Meu amigo leitor, perceba que a lista elaborada não destacou outras modalidades de violência cotidiana, ela tratou apenas de fatos que se fazem presentes em qualquer bom manual de História do Brasil. Enfim, não somos uma sociedade pacífica. Como os esportes, dentre eles o futebol, não formam um mundo separado, uma ilha isolada do restante do país por um mar infinito e profundo, é óbvio que os problemas, os desafios e as soluções para qualquer uma das nossas questões sociais, dentre elas a violência, acabam por envolvê-los.

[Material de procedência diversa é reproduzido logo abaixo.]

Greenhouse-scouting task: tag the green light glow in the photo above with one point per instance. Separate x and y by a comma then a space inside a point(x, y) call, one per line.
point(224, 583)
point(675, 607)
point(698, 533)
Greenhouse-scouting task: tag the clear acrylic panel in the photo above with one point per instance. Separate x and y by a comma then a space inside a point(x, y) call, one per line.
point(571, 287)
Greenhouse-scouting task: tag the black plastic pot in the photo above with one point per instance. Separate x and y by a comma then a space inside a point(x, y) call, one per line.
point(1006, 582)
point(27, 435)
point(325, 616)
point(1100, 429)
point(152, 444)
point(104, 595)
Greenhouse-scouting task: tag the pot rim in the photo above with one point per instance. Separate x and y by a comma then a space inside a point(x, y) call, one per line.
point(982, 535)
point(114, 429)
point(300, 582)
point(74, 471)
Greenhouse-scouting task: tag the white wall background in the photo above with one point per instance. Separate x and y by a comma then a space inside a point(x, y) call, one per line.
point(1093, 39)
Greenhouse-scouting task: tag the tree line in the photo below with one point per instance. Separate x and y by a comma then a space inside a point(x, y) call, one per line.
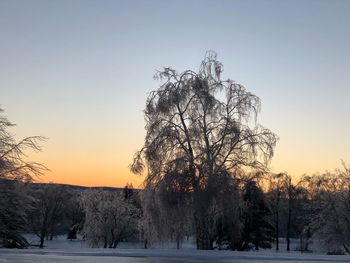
point(205, 161)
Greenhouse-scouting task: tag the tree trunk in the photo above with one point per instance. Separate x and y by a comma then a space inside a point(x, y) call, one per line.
point(277, 230)
point(42, 239)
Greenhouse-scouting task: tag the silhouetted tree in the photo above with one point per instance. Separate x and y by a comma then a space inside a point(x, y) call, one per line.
point(15, 171)
point(110, 218)
point(204, 127)
point(49, 207)
point(256, 226)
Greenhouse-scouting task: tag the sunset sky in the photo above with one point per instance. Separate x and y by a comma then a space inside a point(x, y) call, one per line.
point(79, 72)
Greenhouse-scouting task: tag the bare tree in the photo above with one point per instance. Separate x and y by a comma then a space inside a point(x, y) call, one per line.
point(109, 218)
point(205, 127)
point(15, 171)
point(331, 208)
point(48, 210)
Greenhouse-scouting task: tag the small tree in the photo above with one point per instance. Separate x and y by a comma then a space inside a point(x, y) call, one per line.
point(47, 216)
point(109, 218)
point(256, 226)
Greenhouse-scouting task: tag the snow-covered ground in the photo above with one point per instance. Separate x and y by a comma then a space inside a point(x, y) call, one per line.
point(62, 250)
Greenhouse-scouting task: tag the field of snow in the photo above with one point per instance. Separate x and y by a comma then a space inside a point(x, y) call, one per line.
point(62, 250)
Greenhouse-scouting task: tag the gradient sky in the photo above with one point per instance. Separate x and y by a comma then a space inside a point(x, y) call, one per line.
point(78, 73)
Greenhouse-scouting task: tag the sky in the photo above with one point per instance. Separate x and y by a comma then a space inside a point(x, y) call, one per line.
point(79, 72)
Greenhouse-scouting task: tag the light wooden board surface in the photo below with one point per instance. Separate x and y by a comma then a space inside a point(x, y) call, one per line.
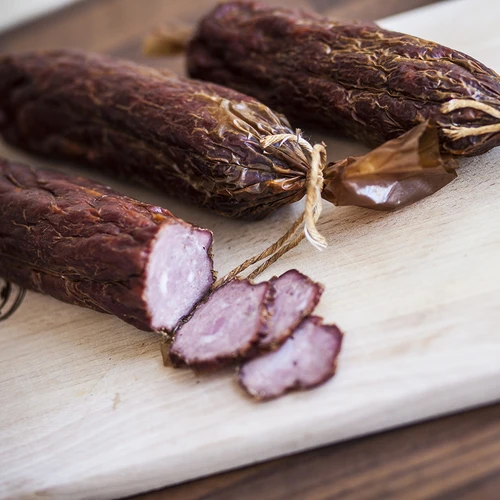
point(88, 410)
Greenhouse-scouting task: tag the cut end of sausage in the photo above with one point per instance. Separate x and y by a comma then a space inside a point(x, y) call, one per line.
point(224, 328)
point(307, 359)
point(179, 273)
point(296, 296)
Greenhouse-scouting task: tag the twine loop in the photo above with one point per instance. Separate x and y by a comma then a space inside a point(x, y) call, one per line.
point(315, 158)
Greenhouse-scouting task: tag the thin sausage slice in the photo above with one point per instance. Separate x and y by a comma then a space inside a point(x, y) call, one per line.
point(85, 244)
point(307, 359)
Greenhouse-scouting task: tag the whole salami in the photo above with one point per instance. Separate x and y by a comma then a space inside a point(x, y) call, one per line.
point(195, 140)
point(357, 78)
point(87, 245)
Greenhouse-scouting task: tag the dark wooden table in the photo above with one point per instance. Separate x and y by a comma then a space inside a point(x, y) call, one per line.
point(454, 458)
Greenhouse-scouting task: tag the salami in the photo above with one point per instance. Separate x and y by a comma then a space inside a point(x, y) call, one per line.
point(354, 77)
point(307, 359)
point(193, 140)
point(225, 328)
point(85, 244)
point(295, 297)
point(201, 142)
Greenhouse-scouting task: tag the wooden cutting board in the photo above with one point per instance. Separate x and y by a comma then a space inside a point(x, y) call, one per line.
point(88, 410)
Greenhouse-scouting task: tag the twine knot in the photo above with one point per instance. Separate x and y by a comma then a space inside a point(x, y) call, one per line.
point(315, 158)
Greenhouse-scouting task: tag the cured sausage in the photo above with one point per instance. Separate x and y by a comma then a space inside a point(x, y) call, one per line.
point(295, 297)
point(85, 244)
point(356, 78)
point(307, 359)
point(225, 328)
point(194, 140)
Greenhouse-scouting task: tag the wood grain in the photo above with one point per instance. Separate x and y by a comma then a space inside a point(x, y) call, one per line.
point(454, 458)
point(451, 458)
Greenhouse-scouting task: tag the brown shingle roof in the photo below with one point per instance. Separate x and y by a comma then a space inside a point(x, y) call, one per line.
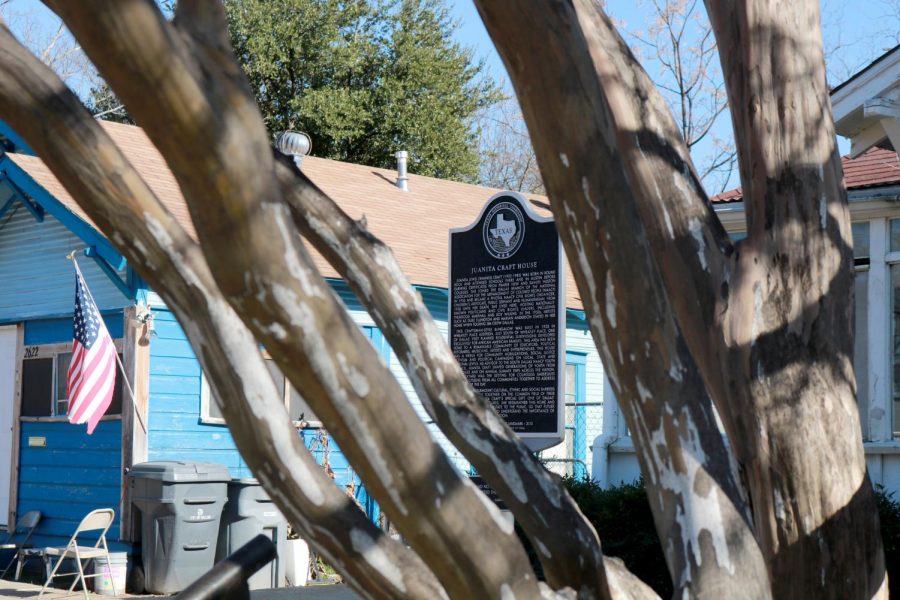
point(415, 224)
point(873, 168)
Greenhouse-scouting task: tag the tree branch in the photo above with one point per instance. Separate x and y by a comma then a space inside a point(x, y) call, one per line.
point(568, 547)
point(190, 95)
point(107, 187)
point(789, 327)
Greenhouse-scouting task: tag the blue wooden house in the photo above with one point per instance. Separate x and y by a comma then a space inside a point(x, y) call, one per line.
point(53, 466)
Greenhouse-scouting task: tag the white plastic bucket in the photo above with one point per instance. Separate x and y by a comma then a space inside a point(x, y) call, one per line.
point(296, 562)
point(113, 573)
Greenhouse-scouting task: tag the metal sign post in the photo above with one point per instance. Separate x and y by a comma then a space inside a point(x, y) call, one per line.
point(507, 315)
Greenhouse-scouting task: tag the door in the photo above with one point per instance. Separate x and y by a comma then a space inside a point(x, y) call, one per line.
point(8, 337)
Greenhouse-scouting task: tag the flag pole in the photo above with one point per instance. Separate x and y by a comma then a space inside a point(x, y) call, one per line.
point(137, 412)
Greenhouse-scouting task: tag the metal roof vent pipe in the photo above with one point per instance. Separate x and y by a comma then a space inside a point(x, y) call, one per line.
point(402, 178)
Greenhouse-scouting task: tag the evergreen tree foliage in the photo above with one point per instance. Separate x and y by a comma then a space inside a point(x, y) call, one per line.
point(365, 78)
point(105, 105)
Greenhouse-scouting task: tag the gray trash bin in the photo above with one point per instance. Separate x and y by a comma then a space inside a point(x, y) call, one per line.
point(250, 512)
point(180, 503)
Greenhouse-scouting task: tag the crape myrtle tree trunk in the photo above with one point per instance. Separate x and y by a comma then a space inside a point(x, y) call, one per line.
point(686, 322)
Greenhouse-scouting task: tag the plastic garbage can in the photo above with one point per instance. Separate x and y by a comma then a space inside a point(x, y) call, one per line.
point(181, 504)
point(250, 512)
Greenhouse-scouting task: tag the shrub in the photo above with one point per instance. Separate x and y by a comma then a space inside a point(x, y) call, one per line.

O problema é extremamente complexo e não é possível debatê-lo de forma mais profunda em uma simples crônica. Mas alguns breves apontamentos podem ser delineados. Há, sem dúvida, uma questão que envolve a política de segurança pública. É dever do estado garantir que os seus cidadãos possam usufruir com tranquilidade de seus momentos de lazer e ir ao estádio deveria ser um desses momentos. Por outro lado, cabe a ele também garantir que os trabalhadores, em nosso caso, os jogadores de futebol e todos os outros profissionais que gravitam em torno do espetáculo, possam exercer suas atividades em segurança.

Para isso, precisamos contar com uma polícia preparada para atuar em grandes eventos, atuando com as ferramentas de inteligência que permitam identificar e coibir os marginais que, em nome do amor pelo clube, atuam à margem da lei. Será de sua responsabilidade também elaborar os planos para a chegada e saída dos torcedores, dos ônibus das delegações, da segurança ao redor dos estádios, entre outras funções que podem reduzir os problemas decorrentes da violência.

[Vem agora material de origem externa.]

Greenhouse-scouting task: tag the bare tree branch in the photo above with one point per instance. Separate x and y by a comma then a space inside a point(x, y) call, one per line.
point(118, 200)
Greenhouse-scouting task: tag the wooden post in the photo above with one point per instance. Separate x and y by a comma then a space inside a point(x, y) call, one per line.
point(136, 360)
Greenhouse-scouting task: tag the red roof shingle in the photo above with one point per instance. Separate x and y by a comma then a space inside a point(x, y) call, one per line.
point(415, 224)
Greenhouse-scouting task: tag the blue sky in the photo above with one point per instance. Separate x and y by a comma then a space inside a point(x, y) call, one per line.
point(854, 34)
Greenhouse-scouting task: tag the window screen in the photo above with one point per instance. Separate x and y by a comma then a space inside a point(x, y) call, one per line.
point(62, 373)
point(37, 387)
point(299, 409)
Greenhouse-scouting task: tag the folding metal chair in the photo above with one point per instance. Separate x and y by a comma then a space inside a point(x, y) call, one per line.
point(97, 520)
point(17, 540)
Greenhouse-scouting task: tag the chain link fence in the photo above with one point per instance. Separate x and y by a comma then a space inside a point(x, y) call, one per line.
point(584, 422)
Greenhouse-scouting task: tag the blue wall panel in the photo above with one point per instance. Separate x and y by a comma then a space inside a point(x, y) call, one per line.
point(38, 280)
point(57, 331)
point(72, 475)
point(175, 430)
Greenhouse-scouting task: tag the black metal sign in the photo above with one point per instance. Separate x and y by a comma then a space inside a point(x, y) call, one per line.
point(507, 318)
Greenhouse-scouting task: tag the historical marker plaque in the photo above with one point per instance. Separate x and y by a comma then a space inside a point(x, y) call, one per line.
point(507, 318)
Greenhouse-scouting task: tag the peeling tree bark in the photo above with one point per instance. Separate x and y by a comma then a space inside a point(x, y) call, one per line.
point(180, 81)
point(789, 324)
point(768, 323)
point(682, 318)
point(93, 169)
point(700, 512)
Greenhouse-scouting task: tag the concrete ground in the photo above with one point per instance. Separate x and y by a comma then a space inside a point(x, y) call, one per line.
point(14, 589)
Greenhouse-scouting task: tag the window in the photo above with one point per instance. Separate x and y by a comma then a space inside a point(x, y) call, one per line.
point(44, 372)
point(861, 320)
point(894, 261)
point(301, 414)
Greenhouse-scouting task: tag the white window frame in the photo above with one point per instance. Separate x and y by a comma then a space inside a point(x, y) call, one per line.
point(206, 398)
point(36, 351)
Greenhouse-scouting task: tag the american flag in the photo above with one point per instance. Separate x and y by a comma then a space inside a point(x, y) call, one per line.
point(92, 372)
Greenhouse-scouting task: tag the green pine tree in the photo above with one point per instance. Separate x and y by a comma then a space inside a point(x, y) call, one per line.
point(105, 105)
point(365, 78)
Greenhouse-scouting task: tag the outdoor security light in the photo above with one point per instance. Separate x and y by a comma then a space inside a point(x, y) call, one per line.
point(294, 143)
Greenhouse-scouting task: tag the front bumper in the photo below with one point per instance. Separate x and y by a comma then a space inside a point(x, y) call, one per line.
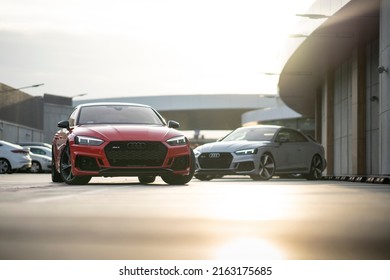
point(92, 161)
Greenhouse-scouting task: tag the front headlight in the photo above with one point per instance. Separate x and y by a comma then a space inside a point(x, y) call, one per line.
point(90, 141)
point(177, 141)
point(246, 152)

Todas as medidas de segurança, de inteligência, custam dinheiro e implicam em custos mais altos e, por consequência, em ingressos também mais caros. Infelizmente, o santo sempre paga pelo pecador e o futebol acentuará uma trajetória que ele já delineia há tempos, a de ser cada vez mais excludente.

Os dirigentes dos clubes também precisam rever suas relações, muitas vezes perniciosas nos mais diversos aspectos, com suas torcidas organizadas que, normalmente, mas nem sempre, como foi o caso do apedrejamento do ônibus do Grêmio, estão envolvidas nos casos de violência no futebol.

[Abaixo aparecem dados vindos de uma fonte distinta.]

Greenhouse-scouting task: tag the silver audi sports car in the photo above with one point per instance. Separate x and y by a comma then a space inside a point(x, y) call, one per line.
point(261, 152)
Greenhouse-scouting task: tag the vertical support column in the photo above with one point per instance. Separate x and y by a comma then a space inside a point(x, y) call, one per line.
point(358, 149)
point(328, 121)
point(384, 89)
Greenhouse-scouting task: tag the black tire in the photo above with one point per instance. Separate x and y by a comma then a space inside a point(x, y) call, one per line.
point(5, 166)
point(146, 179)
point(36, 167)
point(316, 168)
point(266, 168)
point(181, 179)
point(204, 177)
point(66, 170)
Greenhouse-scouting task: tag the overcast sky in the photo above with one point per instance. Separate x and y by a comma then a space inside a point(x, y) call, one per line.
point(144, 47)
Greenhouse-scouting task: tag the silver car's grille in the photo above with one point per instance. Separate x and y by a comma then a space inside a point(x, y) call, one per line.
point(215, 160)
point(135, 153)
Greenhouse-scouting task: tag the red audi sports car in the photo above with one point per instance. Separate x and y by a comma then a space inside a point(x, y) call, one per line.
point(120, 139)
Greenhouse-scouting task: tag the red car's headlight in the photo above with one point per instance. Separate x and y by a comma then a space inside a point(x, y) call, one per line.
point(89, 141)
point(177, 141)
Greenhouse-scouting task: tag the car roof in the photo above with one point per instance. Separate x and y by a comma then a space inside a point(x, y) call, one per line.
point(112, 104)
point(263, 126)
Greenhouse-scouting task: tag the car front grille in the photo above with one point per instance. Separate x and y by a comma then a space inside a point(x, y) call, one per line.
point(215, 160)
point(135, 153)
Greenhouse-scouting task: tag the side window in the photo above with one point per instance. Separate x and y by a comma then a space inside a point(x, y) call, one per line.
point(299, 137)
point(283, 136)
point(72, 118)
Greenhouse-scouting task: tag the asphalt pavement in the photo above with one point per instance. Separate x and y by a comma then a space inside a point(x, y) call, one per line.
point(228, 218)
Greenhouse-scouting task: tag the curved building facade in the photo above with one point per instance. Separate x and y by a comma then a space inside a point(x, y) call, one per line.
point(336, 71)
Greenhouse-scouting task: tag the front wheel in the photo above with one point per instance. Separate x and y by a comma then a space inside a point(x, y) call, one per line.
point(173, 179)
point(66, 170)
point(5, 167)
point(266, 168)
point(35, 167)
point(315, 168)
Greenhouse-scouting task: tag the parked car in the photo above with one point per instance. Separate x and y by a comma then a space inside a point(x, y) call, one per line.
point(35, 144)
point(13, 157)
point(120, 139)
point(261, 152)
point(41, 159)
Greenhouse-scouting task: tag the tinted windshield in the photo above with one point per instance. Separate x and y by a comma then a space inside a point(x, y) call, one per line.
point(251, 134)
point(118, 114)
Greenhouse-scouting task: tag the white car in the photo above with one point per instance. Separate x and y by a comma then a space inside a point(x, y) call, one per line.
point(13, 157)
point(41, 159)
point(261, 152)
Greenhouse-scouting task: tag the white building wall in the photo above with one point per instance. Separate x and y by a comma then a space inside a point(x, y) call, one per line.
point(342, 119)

Para finalizar, não é possível continuarmos naturalizando as violências que ocorrem no futebol vinculando-as à paixão. Sim, como tão bem ressaltou Nelson Rodrigues, futebol é paixão e sem tal característica ele perderia o seu encanto. No entanto, na origem da palavra paixão, encontraremos pathos, ou seja, doença. A submissão às emoções e às paixões chegou, por Immanuel Kant, a ser considerada uma doença da alma. No entanto, é possível e saudável viver o pathos, logo o amor, a raiva e todos os demais sentimentos que habitam a alma humana de forma não patológica.

Se, por exemplo, nas relações de gênero, é cada vez mais indefensável a naturalização da violência masculina em virtude da forte emoção, ou da paixão, o mesmo deve valer para qualquer aspecto da natureza humana, dentre eles o futebol. O amor pelo clube jamais poderá justificar o racismo, a homofobia, a misoginia, as agressões verbais e físicas, ou seja, qualquer modalidade de violência. Para os irremediavelmente doentes da alma, talvez os locais mais apropriados sejam o hospital psiquiátrico ou o presídio.